I call the inner loop a Short-Circuit – it’s shown with dotted arrows and a “Hurry Monster“. It summarises the way we react to a bad situation by looking at superficial problems then coming up with simple ideas and corresponding (probably unoriginal) actions: our customer complains that our website is broken and so we take an afternoon to get it working for them; after the fact, we realise that the problem was caused by their use of an obsolete browser and, even worse, that they were merely looking for information that we could have given them in a few seconds; if we’d only asked what they were trying to do before diving into fixing the reported problem …

Another example: a nation has economic problems (broken yin-yang); the population is encouraged to blame a certain minority or institution (the cloud); let’s get rid of them (the lightbulb); various disastrous actions then ensue. And when the original problems don’t go away, the short-circuit repeats and intensifies.

The point is, whether you are a doctor or a salesperson responding to a request, an engineering team trying to resolve a complex problem or a UN mediator attempting to avoid a war, it is crucial to avoid this Short Circuit.

Doing so requires a more effortful approach, starting with a fresh look at what we are aiming to achieve and the challenges we face: it requires a Reframe. This gives us a new frame of reference in which to Ideate – i.e. think of possible new approaches and select the most promising ones. In the Plan step we then work out how use these new ideas to get to the desired situation (in this scheme, planning includes prototyping, if appropriate). These three R-I-P steps are at the heart of several leading problem-solving and innovation methodologies, including Creative Problem Solving and Design Thinking.

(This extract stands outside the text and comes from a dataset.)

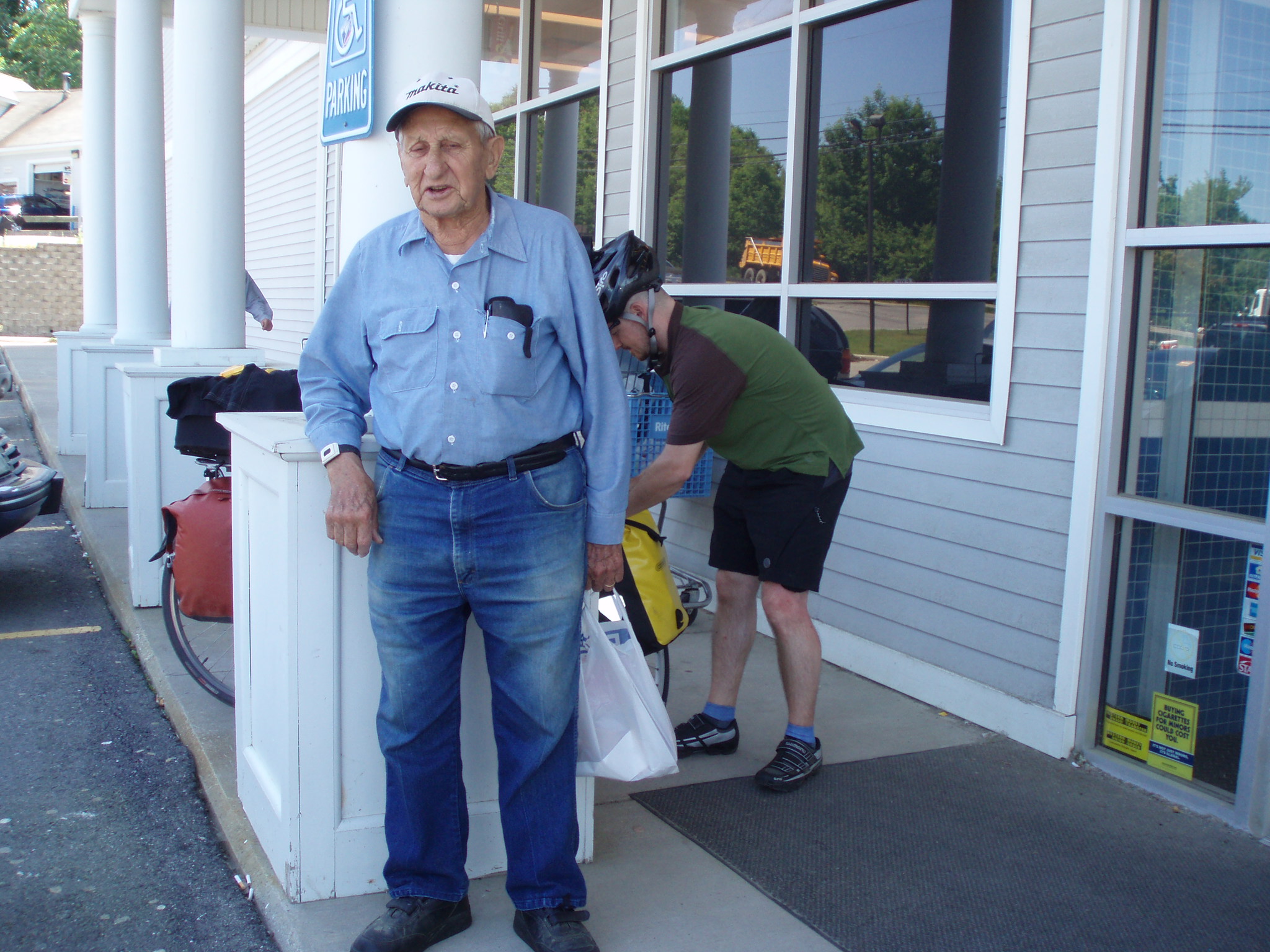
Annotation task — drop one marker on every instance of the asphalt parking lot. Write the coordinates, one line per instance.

Coming back to Einstein: “We cannot solve our problems with the same thinking we used when we created them”. We must take a step back, away from the Short Circuit and onto the more difficult outer path.

In fact, as well as illustrating the Short Circuit and the RIP flow, the diagram supports a wide range of discussions about communication and collaboration: learning discovery, guiding discovery, confrontation and systemic methods, for example. And it uses symbols as far as possible in order to minimise terminology distractions.

The yin-yang symbol represents a desired (harmonious) situation and, below it, the broken yin-yang is an unsatisfactory one. Related issues are symbolised with clouds while bigger challenges, to be expressed positively, are shown as mountain peaks. Needs implied by the issues are shown as an idea lightbulb and major insights as a lighthouse. Finally, obvious action points are represented by circular arrows and an energising action plan takes the form of a happy stickman.

I’ve found most behavioral models and communication/collaboration methodologies to be consistent with this diagram and it really helps, in trainings and workshops, to have such a pictorial overview. There’s no space here to write more about these models and methodologies – let’s just say that they help keep us on the Reframe, Ideate, Plan (R-I-P) path, allowing the Hurry Monster to Rest In Peace.